I think this gives the correct answer, but the computation is different (which is fine - we're only looking at the answer); K over/scan go left-to-right, and if I'm not mistaken, APL and J go right to left, that is, in K:

    +/!5 equals ((((1+2)+3)+4)+5) which is not 1+2+3+4+5
whereas in APL/J it is

    +/iota5 equals (1+(2+(3+(4+5)))) which is 1+2+3+4+5
I find the APL approach mathematically consistent and elegant, but the K approach is more practical - it makes over and scan useful for state machines, parsing, and many other uses without having to reverse anything twice.

But often, as in this case (or the flatten case) it doesn't matter which direction you start folding from.


K does a thing (like J I think?) where it's scan/reduce returns each subsequence/intermediate-value as it goes which is what makes that problem so trivial in K.


The K "over" adverb (/) is like a conventional reduce/accumulate/fold. The K "scan" adverb (\) produces a list of the intermediate results.

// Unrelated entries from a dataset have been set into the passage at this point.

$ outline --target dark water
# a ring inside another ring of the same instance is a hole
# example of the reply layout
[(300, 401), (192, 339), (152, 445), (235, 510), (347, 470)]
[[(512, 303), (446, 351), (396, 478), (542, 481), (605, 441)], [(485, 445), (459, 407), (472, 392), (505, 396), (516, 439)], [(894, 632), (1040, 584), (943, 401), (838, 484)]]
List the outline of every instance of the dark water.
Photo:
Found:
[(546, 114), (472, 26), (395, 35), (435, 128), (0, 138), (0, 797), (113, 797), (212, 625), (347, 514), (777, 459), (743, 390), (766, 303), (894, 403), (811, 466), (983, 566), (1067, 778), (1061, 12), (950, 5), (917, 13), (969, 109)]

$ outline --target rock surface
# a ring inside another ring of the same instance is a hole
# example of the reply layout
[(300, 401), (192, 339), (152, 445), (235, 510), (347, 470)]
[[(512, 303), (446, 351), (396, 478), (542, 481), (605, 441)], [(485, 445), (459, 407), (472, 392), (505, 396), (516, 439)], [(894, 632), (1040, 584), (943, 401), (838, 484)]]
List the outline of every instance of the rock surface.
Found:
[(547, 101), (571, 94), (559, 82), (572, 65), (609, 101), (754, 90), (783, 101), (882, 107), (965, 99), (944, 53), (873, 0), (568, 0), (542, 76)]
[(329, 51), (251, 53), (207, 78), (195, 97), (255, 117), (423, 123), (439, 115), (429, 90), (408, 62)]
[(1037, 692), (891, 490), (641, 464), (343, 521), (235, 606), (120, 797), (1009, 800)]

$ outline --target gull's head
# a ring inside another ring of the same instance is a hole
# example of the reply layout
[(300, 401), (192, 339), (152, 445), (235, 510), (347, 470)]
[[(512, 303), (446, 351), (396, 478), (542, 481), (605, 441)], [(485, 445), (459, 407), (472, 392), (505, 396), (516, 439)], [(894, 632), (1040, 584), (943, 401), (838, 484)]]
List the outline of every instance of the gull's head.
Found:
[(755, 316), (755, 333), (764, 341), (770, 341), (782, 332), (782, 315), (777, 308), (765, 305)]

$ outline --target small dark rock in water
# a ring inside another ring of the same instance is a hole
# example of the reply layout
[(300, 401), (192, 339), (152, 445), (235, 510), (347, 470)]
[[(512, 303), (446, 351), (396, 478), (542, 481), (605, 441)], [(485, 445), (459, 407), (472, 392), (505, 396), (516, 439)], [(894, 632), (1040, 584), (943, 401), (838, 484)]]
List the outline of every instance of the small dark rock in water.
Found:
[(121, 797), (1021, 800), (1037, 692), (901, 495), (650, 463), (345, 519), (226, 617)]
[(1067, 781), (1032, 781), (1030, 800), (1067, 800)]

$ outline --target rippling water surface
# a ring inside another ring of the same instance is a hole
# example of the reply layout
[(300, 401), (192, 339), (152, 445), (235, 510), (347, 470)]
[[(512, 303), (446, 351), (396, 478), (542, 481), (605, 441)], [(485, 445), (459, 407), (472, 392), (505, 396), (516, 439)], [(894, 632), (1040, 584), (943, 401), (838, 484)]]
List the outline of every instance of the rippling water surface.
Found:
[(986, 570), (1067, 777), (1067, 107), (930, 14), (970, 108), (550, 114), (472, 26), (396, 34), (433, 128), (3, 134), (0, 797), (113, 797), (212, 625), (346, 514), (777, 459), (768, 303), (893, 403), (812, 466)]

Having both is extremely handy.

If the verb argument of over/scan takes a single argument (rather than two), the adverbs will iterate to a fixed point. As before, "/" will return the final result and "\" returns all the intermediates.

For example:

      +/1 2 3
    6
    
      +\1 2 3
    1 3 6
    
      *:/,,,0
    0
    
      *:\,,,0
    (,,,0
     ,,0
     ,0
     0)


Oh wait, so you're not preserving the subsequence, you just preserving the sum. So it's a standard scan. So my original translation is correct, my subsequence preserving version is doing a bit more than this by preserving the subarray as well as the sum.